As a person in long term recovery, my basic needs have been met for some time now. Thankfully, I have the love of my family, food on the table and a roof over my head.

I do a host of things to maintain my recovery, like going to 12-Step meetings, staying close with my sober network, reading daily affirmations, exercise and even a little meditation.

But to sustain my recovery and live in a state of gratitude, I need something a bit more personal. I need to immerse myself into things that trickle down the pyramid.

Things that give me a greater sense of, well… purpose.

It took me a long time to figure that out.

In my early recovery, things were very unclear for me. I felt really lost. My life revolved around alcohol and drugs for so long that I had no idea of who I really was.

I was starting over. It was scary and daunting to say the least.

Since then, I have experienced an unbelievable journey of self-reflection, discovery, and enlightenment and over time, I have grown into my sobriety.

In the preamble of Alcoholics Anonymous, there is a line that states, “our primary purpose is to stay sober and help other alcoholics to achieve sobriety.”
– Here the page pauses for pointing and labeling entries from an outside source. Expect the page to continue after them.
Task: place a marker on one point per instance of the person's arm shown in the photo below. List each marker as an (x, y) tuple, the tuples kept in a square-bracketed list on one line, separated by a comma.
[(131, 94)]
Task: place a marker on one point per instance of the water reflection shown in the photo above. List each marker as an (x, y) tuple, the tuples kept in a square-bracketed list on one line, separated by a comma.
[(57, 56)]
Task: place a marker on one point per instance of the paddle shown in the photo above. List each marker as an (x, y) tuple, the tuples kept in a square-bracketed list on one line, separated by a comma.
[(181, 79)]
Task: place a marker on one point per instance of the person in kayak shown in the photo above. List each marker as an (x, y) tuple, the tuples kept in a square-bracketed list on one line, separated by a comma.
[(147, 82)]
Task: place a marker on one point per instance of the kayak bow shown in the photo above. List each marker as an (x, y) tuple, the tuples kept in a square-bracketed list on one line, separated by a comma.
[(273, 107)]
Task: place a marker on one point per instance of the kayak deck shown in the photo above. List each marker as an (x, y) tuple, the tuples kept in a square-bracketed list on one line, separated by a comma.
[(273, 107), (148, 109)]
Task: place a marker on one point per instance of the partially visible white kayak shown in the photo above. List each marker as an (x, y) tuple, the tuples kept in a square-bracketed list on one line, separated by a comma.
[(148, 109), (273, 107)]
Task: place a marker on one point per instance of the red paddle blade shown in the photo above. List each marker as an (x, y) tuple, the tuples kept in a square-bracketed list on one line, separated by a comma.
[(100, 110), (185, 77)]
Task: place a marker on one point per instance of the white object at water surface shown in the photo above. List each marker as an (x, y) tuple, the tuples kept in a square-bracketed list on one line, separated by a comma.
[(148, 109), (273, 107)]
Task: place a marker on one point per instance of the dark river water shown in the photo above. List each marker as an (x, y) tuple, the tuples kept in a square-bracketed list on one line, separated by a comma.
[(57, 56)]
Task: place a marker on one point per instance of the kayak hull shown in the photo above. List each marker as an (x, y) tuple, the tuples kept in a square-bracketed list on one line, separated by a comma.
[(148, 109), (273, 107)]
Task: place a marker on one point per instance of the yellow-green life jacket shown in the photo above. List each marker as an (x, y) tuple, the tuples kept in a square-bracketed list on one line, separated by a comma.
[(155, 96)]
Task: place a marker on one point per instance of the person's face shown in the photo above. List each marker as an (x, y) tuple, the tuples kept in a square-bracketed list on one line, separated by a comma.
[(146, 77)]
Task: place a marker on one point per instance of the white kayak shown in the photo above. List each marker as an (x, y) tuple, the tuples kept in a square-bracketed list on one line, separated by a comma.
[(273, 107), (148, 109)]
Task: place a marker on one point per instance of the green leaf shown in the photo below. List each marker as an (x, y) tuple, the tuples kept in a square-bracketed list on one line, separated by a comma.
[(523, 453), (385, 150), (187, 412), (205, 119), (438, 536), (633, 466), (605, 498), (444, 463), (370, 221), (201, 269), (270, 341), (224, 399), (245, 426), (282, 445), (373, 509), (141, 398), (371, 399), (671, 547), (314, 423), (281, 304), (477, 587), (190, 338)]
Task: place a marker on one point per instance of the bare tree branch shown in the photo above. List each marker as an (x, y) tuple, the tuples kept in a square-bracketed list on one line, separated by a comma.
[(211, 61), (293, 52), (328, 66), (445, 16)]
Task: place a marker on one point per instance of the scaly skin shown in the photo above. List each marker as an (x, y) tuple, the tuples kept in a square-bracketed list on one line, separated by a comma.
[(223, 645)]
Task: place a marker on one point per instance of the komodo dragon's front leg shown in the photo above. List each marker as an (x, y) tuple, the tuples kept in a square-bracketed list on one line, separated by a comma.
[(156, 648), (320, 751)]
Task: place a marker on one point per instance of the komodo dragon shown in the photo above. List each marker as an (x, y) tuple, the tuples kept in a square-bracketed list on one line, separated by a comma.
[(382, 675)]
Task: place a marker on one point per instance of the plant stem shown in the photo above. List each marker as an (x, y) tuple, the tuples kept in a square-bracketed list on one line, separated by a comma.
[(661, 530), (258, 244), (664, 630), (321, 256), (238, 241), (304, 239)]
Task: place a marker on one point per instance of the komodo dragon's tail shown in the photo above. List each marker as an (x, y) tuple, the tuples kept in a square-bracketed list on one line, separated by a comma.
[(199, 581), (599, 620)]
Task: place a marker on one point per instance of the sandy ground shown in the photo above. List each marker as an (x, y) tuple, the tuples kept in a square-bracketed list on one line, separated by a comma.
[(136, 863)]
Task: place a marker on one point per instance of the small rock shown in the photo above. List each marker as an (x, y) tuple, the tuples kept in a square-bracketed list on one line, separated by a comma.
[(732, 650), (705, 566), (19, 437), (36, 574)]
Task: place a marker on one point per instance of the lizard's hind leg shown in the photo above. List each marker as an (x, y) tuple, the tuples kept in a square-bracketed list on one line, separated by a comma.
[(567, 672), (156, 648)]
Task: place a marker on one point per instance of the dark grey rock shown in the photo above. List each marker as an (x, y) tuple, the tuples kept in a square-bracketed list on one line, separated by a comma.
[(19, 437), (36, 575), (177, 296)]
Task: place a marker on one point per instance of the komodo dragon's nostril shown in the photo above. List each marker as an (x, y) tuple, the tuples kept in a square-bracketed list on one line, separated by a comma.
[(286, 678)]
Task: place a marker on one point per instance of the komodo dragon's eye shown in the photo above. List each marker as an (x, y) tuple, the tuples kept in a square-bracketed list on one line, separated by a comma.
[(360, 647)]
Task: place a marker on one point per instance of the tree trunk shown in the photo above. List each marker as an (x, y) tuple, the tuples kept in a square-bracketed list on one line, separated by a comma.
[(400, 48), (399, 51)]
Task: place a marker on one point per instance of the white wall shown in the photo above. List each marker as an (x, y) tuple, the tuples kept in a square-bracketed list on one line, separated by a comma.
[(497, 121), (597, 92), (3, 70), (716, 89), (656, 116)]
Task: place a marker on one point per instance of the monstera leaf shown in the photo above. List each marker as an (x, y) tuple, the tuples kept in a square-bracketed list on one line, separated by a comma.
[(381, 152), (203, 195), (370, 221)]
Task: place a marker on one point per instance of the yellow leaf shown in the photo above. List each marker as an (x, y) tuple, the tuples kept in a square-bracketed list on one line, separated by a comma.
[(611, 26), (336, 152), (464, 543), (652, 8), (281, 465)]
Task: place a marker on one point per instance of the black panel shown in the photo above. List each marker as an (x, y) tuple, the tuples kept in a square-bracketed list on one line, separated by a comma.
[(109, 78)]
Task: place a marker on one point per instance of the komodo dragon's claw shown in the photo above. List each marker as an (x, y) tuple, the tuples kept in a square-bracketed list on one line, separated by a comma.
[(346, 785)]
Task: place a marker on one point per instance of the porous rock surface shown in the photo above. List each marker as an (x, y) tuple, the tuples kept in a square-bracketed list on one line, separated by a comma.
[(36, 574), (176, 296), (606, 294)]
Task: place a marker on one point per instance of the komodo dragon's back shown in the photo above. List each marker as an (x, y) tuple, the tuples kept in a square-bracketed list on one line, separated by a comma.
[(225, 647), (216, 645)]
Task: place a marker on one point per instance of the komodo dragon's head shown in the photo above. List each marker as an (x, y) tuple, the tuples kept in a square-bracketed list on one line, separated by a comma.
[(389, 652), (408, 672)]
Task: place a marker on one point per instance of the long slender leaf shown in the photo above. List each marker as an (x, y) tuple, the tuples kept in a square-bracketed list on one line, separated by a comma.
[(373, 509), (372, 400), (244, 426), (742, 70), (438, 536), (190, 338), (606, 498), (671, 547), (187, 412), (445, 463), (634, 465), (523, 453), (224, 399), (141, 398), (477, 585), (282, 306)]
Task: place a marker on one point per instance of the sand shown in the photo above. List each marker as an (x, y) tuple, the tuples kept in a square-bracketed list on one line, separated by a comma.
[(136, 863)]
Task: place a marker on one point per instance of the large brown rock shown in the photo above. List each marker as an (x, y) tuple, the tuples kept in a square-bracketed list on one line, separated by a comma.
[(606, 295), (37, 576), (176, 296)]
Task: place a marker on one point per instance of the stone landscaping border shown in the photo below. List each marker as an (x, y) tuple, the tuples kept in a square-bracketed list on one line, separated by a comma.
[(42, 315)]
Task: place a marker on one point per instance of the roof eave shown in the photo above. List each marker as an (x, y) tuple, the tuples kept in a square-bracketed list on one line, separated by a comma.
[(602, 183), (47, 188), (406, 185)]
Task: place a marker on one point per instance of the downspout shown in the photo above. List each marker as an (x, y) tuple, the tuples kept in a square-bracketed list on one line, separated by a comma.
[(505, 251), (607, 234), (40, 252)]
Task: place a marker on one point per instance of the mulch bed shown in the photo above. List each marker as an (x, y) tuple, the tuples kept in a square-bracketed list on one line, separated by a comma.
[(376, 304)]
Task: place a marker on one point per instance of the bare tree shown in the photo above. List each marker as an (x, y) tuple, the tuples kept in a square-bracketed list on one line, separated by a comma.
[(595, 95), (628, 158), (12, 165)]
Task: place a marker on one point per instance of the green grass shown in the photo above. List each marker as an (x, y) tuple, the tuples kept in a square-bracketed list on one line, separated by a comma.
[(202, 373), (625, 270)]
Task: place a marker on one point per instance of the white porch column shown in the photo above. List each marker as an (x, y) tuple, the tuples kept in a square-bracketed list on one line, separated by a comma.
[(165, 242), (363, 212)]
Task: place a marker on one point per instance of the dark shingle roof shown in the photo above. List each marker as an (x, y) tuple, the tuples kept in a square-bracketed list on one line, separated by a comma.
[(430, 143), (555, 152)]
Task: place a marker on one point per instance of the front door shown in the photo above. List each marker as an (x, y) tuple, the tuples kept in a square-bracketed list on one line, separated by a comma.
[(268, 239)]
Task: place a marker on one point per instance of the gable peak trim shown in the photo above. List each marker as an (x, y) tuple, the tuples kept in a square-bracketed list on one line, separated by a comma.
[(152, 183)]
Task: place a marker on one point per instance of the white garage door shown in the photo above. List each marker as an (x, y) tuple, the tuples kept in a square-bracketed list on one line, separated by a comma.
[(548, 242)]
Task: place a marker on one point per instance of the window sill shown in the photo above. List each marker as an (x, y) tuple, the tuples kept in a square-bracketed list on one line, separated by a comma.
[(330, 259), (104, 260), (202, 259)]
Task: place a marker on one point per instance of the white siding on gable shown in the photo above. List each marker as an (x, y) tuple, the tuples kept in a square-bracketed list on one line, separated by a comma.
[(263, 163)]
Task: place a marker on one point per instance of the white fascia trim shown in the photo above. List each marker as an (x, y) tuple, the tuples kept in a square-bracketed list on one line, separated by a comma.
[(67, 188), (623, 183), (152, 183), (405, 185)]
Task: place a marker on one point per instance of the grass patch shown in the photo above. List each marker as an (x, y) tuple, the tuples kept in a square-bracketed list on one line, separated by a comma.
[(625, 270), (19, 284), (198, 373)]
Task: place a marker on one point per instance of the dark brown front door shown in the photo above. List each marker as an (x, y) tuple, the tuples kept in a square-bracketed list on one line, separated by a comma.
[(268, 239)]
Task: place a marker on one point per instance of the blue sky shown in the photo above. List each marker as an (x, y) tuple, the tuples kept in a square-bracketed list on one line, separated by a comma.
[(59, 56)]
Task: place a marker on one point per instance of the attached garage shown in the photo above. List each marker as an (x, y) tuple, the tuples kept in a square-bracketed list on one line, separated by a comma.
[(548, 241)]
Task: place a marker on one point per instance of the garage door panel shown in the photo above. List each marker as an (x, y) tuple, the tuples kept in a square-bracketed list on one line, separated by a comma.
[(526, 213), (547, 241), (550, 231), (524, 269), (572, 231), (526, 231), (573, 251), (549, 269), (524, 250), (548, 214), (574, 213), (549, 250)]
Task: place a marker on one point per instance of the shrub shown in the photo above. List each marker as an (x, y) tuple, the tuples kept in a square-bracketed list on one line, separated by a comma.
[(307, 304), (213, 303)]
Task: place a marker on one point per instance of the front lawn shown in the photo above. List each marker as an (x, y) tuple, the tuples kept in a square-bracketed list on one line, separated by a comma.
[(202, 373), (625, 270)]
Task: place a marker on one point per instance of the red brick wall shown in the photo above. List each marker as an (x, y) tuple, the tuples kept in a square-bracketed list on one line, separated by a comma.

I love the simplicity of that message. It really resonated with me when I first got sober, so I borrowed it and ran with it. For a long time, I made this mantra my main purpose. It gave me self-esteem; feelings of compassion and it made me feel good about myself while helping others.

Over time, this purpose of helping others has morphed and evolved into something even more essential to my sobriety. Although a work in progress, being in recovery has allowed me to become the best version of myself. I feel comfortable in my own skin, and I am ok stepping out of my comfort zone. Because of this, I transitioned from an extensive career in Advertising, to that of Human Services. Without recovery, this would have never been possible.

Working at THRIVE gives me great purpose. I get to help people for a living. I never would have dreamt it possible when I was in my active addiction. Contributing to someone’s recovery journey is an honor and a privilege and in turn it helps enrich my own sobriety. Every day I come to work I get to learn from others who have walked this path of service before me.

When I first got sober, I thought it was only about putting down the drink and the drug. That could not have been further from the truth. All the experiences, adventures, mistakes, and all the people I have met have led me to this point in my life.

A life of intent, a life filled with meaning and a life lived with purpose.

If you are having trouble finding your purpose, do not worry, it will undoubtedly find you.